Viertens müssen wir unsere militärische Stärkung, die in dieser äußerst turbulenten und krisengeschüttelten Welt notwendig ist, weiter verstärken. Aber dabei müssen wir nicht nur die Nukleardoktrin ändern, was Gott sei Dank bereits begonnen hat, sondern auch, wenn die Amerikaner und ihre Lakaien nicht verhandlungsbereit sind, die Stufenleiter der nuklearen Eskalation entschieden hinaufsteigen, um die Wirksamkeit unserer nuklearen Abschreckungs- und Vergeltungskräfte zu erhöhen. „Oreschnik“ ist eine großartige Waffe, ein Lob an ihre Schöpfer, aber sie ist kein Ersatz für Atomwaffen, sondern nur eine weitere wirksame Sprosse auf der Leiter der Eskalation.

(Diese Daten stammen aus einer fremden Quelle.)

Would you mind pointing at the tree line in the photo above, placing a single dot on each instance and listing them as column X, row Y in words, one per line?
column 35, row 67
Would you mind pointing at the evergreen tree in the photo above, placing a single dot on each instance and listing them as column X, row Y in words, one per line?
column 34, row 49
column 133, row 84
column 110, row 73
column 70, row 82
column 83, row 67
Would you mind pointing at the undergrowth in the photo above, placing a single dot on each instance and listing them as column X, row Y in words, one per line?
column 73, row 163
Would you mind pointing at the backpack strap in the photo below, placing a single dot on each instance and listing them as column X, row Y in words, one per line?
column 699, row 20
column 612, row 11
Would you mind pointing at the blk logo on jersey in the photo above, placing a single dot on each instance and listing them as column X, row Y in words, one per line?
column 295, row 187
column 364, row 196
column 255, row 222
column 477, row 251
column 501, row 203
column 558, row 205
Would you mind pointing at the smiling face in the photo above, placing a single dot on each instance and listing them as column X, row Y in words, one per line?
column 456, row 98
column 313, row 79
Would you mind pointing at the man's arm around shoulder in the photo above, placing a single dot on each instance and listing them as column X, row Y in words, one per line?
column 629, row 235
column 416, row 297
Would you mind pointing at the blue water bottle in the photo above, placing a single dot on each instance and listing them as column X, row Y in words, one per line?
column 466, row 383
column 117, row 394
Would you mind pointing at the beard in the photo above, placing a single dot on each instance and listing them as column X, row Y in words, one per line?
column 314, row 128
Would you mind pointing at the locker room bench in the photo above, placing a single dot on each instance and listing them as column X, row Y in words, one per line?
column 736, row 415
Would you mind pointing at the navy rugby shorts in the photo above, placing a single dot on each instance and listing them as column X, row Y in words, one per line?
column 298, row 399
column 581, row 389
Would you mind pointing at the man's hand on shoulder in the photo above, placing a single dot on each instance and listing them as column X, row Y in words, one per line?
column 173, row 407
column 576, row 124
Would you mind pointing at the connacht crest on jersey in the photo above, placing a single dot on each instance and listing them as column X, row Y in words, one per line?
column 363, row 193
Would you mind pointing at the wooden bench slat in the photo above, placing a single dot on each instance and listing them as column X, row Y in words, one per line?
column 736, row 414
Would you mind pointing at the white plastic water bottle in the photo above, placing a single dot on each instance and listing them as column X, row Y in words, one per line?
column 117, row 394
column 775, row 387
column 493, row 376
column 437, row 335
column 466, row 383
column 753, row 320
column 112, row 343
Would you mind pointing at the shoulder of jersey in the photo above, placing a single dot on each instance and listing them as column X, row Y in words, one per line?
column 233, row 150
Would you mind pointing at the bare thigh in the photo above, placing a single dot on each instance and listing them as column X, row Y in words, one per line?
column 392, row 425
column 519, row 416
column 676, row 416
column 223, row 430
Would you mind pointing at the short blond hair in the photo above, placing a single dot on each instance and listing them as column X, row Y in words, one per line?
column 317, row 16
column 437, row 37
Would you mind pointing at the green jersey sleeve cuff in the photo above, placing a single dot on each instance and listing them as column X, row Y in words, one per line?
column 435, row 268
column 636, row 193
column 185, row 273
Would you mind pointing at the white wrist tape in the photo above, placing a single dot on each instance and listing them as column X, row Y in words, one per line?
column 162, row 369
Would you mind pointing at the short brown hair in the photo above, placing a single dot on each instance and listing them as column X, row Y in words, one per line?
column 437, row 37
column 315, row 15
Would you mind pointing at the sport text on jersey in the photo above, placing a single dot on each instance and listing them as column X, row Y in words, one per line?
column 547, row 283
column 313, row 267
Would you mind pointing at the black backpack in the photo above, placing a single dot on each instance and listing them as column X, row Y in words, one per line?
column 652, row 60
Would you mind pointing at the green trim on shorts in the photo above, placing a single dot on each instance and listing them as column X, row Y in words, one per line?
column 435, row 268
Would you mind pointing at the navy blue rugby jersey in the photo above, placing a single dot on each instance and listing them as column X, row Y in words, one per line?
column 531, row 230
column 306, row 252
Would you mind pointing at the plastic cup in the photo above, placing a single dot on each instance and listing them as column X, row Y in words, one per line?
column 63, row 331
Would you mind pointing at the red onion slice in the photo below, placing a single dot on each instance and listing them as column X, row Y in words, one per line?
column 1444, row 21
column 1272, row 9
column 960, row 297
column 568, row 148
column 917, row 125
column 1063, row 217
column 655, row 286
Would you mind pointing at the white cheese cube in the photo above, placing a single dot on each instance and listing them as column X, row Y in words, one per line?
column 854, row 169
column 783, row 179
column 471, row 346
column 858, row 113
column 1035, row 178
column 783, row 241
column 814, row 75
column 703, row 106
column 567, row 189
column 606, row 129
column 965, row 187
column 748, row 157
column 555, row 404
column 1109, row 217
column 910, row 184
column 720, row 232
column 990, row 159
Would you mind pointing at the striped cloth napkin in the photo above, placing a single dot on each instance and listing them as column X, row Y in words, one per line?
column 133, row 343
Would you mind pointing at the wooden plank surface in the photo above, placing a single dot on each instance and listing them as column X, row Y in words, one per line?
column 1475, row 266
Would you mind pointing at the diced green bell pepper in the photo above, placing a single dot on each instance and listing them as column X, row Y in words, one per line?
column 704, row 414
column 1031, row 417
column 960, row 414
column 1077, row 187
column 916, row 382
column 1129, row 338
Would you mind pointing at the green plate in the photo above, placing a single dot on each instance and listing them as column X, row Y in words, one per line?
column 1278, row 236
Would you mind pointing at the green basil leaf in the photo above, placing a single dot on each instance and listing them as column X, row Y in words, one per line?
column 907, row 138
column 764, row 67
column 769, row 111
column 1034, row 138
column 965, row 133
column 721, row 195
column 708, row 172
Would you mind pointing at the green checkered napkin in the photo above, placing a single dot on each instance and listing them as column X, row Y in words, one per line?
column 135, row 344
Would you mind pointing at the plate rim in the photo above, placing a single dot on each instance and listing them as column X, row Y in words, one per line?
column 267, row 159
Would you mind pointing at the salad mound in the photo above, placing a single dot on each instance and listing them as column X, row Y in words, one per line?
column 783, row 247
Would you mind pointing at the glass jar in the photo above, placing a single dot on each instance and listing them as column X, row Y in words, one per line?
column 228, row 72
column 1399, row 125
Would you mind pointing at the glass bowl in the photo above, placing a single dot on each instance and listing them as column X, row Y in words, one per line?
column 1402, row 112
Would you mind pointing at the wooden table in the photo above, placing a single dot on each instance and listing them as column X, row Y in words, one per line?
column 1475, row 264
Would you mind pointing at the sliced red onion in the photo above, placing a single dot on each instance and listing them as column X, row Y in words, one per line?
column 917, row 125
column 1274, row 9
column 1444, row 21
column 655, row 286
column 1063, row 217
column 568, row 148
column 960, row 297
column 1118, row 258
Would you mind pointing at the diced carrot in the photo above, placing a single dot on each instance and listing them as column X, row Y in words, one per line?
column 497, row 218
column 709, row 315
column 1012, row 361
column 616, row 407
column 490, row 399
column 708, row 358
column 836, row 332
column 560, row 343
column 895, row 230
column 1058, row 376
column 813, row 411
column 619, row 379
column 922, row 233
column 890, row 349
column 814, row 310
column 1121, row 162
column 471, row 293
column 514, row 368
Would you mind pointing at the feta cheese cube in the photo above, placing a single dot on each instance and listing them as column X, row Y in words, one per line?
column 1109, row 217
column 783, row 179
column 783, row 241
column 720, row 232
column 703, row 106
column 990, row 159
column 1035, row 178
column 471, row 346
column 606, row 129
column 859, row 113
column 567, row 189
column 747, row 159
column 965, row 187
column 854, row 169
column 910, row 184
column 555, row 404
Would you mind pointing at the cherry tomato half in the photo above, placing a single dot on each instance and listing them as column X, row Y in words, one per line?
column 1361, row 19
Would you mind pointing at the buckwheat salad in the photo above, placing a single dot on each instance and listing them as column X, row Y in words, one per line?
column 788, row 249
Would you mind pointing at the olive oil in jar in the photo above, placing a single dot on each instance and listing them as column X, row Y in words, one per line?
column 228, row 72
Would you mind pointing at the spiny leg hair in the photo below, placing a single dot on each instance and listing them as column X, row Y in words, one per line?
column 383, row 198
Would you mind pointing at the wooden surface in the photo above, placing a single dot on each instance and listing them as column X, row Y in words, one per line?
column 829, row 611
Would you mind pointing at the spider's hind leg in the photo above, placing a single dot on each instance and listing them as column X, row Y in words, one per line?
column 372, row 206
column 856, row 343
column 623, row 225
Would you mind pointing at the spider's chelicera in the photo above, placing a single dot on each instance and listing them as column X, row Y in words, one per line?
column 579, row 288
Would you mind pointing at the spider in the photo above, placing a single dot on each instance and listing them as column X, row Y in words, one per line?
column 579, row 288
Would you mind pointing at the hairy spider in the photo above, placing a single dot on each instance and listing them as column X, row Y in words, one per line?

Fünftens müssen wir den USA über verschiedene Kanäle vermitteln, dass wir sie nicht demütigen wollen und bereit sind, ihnen zu einem würdigen Ausstieg aus dem ukrainischen Desaster zu verhelfen, in das die Amerikaner von den Liberal-Globalisten und den Europäern hineingezogen wurden.

Aber das Wichtigste ist, dass wir erkennen müssen, dass wir vor unserem Land, unserem Volk und der Menschheit keine Unentschlossenheit zeigen können und dazu kein Recht haben. Es geht nicht nur um das Schicksal Russlands, sondern auch um das Schicksal der menschlichen Zivilisation in ihrer jetzigen Form.

Wenn sich die Amerikaner zurückziehen, wird die Ukraine ziemlich schnell besiegt sein. Ihr Osten und Süden werden an Russland fallen. In der Mitte und im Westen der heutigen Ukraine muss ein entmilitarisierter, neutraler Staat mit einer Flugverbotszone gebildet werden, in den jeder gehen kann, der nicht in Russland leben und unsere Gesetze befolgen will. Es wird ein Waffenstillstand geschlossen werden.

Und nach dem Waffenstillstand müssen wir mit den Freunden aus der Weltmehrheit an einer gemeinsamen Lösung der Probleme der Menschheit arbeiten. Und sogar mit den Amerikanern, wenn sie doch noch zur Vernunft kommen. Gleichzeitig ist es dringend notwendig, Europa für eine Weile aus der Lösung der Probleme der Welt herauszunehmen. Es würde nur wieder zur größten Bedrohung für sich selbst und die Welt.

Frieden kann es auf dem Subkontinent nur geben, wenn Europa wieder das Rückgrat gebrochen wird, wie es durch unsere Siege über Napoleon und Hitler geschehen ist, und wenn es einen Generationswechsel der jetzigen Eliten gibt. Und das wird dann nicht mehr in einem engen europäischen Kontext sein, der gehört der Vergangenheit an   – sondern in einem euro-asiatischen Kontext.

Ende der Übersetzung

Bevor nun Kommentatoren und Leser denken, das Gesagte wäre meine Meinung, sage ich es hier noch einmal: Ich übersetze solche Texte, um deutschen Lesern zu zeigen, wie in Russland berichtet und gedacht, worüber diskutiert wird. Das, was Karaganow geschrieben hat, ist keineswegs meine Meinung. Auch wenn ich manchem zustimme, bin ich in manchem aber auch anderer Meinung als er.